Die Tarifabschlüsse im 1. Halbjahr 2011, das ist die gute Nachricht, liegen laut einer Erhebung des Wirtschafts- und Sozialwissenschaftlichen Instituts (WSI) der Hans Böckler-Stiftung deutlich über denen von 2010. Die schlechte Nachricht: Die unerwartet hohe Inflation frisst die Erhöhungen auf, so dass letztlich keine Kaufkraftsteigerung bei den Beschäftigten ankommt.

Wie das WSI am Mittwoch bekannt gab, wurden in der ersten Jahreshälfte in vielen Bereichen wieder dauerhafte Tarifsteigerungen vereinbart, nachdem im vergangenen Jahr eher Pauschalzahlungen geleistet wurden. Die aktuelle Halbjahresbilanz des WSI-Tarifarchivs ergibt unter dem Strich eine vorläufige jahresbezogene Tarifsteigerung gegenüber 2010 von nominal 2,3 Prozent. Rechnet man knapp acht Millionen Beschäftigte mit ein, für die 2011 noch die tendenziell niedrigeren Abschlüsse aus dem Vorjahr gelten, kommt ein durchschnittliche nominale Tarifsteigerung von zwei Prozent heraus.
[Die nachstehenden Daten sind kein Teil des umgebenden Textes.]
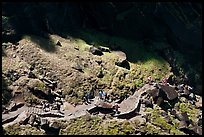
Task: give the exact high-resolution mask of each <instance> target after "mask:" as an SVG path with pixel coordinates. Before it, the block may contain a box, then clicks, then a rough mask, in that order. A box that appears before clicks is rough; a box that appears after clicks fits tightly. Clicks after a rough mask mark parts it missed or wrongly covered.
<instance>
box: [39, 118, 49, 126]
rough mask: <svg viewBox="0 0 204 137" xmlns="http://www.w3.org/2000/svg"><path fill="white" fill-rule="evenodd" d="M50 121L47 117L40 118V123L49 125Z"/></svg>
mask: <svg viewBox="0 0 204 137" xmlns="http://www.w3.org/2000/svg"><path fill="white" fill-rule="evenodd" d="M48 124H49V121H48V120H47V119H46V118H40V125H41V126H44V125H48Z"/></svg>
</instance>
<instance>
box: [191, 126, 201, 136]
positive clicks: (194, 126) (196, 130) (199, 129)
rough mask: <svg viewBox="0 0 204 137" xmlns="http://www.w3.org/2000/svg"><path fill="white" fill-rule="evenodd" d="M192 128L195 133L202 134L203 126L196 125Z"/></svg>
mask: <svg viewBox="0 0 204 137" xmlns="http://www.w3.org/2000/svg"><path fill="white" fill-rule="evenodd" d="M191 130H192V131H194V133H195V135H202V127H199V126H194V127H193V128H191Z"/></svg>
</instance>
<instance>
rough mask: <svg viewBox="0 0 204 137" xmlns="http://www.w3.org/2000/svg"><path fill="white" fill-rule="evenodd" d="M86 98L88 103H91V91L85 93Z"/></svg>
mask: <svg viewBox="0 0 204 137" xmlns="http://www.w3.org/2000/svg"><path fill="white" fill-rule="evenodd" d="M84 100H85V102H86V103H89V104H90V103H91V102H90V93H89V92H88V93H86V94H85V95H84Z"/></svg>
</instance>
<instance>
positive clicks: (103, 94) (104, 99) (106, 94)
mask: <svg viewBox="0 0 204 137" xmlns="http://www.w3.org/2000/svg"><path fill="white" fill-rule="evenodd" d="M103 97H104V100H105V101H107V93H106V92H105V91H104V92H103Z"/></svg>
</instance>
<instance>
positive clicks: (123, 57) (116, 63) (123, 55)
mask: <svg viewBox="0 0 204 137" xmlns="http://www.w3.org/2000/svg"><path fill="white" fill-rule="evenodd" d="M114 53H116V55H117V57H118V58H117V60H116V62H115V65H117V66H120V67H123V68H126V69H128V70H129V69H130V64H129V62H128V61H127V57H126V54H125V53H124V52H122V51H114Z"/></svg>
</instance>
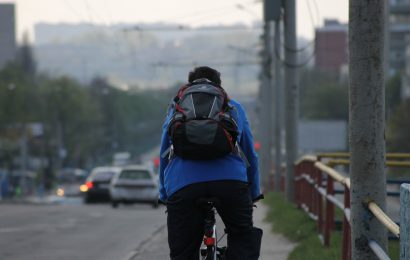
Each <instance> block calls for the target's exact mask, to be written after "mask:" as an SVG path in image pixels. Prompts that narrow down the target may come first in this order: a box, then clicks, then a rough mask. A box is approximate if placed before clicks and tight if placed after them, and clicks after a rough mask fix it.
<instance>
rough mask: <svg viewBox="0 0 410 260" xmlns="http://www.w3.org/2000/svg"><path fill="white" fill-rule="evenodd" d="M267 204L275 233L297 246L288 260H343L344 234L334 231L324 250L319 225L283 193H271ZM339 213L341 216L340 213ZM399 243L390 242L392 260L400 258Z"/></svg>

Nur verhalten optimistisch

Diese Bilanz stimmt aus Arbeitnehmersicht "nur verhalten optimistisch", erklärt der Leiter des Tarifarchivs, weil die Tarifsteigerungen zwar erkennbar höher ausgefallen sind als im Vorjahr, aber: "Sie werden durch den unerwartet starken Anstieg der Verbraucherpreise größtenteils wieder aufgezehrt." Übers Jahr gerechnet werden daher aus jetziger Sicht in manchen Wirtschaftsbereichen wohl nicht einmal die Realeinkommen gesichert.

Wichtige Tarifrunden 2012

Vor diesem Hintergrund gewinnen die bevorstehenden Tarifrunden weiter an Bedeutung. Setzt sich der aktuelle konjunkturelle Aufschwung bis dahin fort, können die Beschäftigten in den Leitbranchen Metall- und Elektroindustrie, Chemie und Öffentlicher Dienst davon profitieren. Der Vorsitzende des Deutschen Gewerkschaftsbundes, Michael Sommer, bringt es auf den Punkt: "Der Aufschwung muss endlich bei den Arbeitnehmerinnen und Arbeitnehmern ankommen. Sie haben ihn schließlich auch erarbeitet."

Der Präsident der Bundesvereinigung Deutscher Arbeitgeberverbände, Dieter Hundt, reagiert reflexartig mit den gewohnten Vorab-Warnungen vor "illusorischen Forderungen", während er die eindeutig zurückhaltenden Tarifabschlüsse zum Ende der Krise - natürlich - trotz allem "kräftig" findet. Trotz sich überschlagender Wachstumsprognosen ist ihm offenbar vor allem möglichen bange: "Die Schuldenkrise in mehreren europäischen Ländern, die Folgen der überstürzten Energiewende und die überdurchschnittlich hohen Arbeitskosten in Deutschland könnten die konjunkturelle Erholung belasten."

Altbekannte Argumentationsmuster

Unverkennbar zeichnet sich also schon jetzt das altbekannte Argumentationsmuster der Arbeitgeber ab: In schlechten Zeiten kann man sich sowieso keine Entgeltsteigerungen leisten, und in guten fürchtet man diese mit fairen Abschlüssen zu gefährden.